Ministro explica exaustão dos enfermeiros com acumulação de funções
Confrontado com o descontentamento dos profissionais de saúde, o ministro Paulo Macedo considera que a exaustão de que muitos enfermeiros se queixam deve-se à acumulação de funções nos sectores privado e social.

"Não podemos esquecer que, tipicamente, um enfermeiro desempenha, muitas das vezes, o seu horário num hospital público e depois tem uma outra função, ou às vezes mais duas, com que acumulam", referiu à margem de uma visita ao Hospital de Braga.

Para Paulo Macedo, a exaustão física e psicológica não  é uma questão "que deva levar à greve".

Ainda assim, o ministro da Saúde reconheceu que há “falta de enfermeiros”. Garantiu que o Governo está a fazer, ao longo deste ano, um recrutamento "significativo" daqueles profissionais.

Ordem responsabiliza decisores políticos
Na sequência destas declarações de Paulo Macedo, a Ordem dos Enfermeiros (OE) alertou para o estado de exaustão em que se encontram estes profissionais. Apelou ao ministro da Saúde que reconheça a importância deste cansaço na segurança e qualidade dos cuidados prestados.

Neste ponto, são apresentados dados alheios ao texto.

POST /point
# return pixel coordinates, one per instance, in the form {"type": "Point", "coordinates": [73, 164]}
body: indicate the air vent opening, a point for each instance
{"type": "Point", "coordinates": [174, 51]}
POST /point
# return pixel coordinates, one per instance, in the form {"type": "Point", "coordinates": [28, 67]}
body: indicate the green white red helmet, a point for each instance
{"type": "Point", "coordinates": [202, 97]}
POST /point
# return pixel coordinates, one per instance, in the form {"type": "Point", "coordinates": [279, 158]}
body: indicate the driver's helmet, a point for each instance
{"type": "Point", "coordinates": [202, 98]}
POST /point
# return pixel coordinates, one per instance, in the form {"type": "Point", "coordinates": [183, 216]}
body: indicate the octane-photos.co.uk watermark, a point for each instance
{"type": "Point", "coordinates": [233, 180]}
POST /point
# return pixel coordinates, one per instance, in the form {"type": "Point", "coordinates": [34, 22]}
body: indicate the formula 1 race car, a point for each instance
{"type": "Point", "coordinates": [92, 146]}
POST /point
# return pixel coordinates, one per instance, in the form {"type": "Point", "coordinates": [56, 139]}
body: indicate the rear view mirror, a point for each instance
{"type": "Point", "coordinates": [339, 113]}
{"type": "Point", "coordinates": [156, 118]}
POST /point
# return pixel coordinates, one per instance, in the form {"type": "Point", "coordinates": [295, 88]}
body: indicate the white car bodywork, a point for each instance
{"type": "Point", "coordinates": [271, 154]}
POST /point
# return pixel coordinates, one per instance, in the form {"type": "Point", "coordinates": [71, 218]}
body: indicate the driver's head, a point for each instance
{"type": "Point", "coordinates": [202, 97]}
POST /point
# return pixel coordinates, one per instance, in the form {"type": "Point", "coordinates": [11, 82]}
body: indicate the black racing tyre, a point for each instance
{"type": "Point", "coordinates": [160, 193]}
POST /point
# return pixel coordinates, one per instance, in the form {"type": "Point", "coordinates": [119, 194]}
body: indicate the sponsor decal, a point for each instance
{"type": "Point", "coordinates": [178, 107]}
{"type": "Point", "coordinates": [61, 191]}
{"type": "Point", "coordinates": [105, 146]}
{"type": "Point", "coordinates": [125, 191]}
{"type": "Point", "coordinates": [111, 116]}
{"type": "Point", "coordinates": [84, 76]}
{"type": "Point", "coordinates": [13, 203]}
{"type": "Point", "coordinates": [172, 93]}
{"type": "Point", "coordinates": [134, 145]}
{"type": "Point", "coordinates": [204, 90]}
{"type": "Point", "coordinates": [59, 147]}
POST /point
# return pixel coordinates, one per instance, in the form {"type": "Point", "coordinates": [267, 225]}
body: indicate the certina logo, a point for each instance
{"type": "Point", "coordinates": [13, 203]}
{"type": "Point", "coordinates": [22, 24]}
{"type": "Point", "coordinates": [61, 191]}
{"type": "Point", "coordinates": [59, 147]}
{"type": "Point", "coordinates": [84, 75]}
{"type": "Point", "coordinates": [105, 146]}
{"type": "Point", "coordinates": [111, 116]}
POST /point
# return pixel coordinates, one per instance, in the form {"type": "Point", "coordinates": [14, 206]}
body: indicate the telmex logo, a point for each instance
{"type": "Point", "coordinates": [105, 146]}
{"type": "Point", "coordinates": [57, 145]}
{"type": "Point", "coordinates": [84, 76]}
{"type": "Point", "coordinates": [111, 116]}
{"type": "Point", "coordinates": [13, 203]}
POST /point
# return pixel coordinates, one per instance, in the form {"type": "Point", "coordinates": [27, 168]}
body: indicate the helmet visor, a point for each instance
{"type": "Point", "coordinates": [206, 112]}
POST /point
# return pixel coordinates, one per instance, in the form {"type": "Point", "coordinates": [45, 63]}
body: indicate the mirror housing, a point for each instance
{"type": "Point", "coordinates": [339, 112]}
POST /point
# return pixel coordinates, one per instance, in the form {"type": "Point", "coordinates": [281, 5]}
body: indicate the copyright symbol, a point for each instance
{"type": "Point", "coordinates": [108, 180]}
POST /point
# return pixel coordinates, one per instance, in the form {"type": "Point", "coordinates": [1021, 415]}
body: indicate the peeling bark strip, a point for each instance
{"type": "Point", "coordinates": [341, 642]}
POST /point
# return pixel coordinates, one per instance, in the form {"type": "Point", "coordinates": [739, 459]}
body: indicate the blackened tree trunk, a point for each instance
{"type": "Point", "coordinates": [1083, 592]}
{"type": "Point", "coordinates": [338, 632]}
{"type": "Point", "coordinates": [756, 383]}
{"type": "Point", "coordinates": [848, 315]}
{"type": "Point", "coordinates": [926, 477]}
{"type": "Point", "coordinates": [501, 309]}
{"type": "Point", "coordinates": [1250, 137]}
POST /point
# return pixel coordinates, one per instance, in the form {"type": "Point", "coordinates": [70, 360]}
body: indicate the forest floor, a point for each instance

A Ordem responsabiliza, em comunicado, “os decisores políticos pelas consequências que podem advir para a qualidade e segurança dos cuidados de enfermagem se continuarem a ser ignorados os sinais de exaustão dos profissionais". 
 
Os serviços de saúde portugueses "estão em clara ruptura" pela falta de preocupação dos decisores políticos, acusa a Ordem, que apela ao ministro da Saúde "para que reconheça a influência destes factores na segurança e qualidade dos cuidados a que os cidadãos têm constitucionalmente direito, não os banalizando e confundindo com factores económicos".

A Ordem dos Enfermeiros lembra um estudo publicado recentemente pela Universidade Católica, que identificou um nível de exaustão significativo nos enfermeiros portugueses, bem como uma enorme insatisfação com a progressão na carreira e com o seu nível salarial.
 
Existem, para além disso, estudos que relacionam os níveis de exaustão dos enfermeiros com resultados adversos para os doentes, identificando maiores riscos de erro, quase-erro ou resultados aquém do esperado. Os turnos longos (por falta de enfermeiros nas instituições), o elevado número de doentes por enfermeiro, e o trabalho nocturno e por turnos estão entre as principais razões apontadas para este estado de exaustão dos enfermeiros.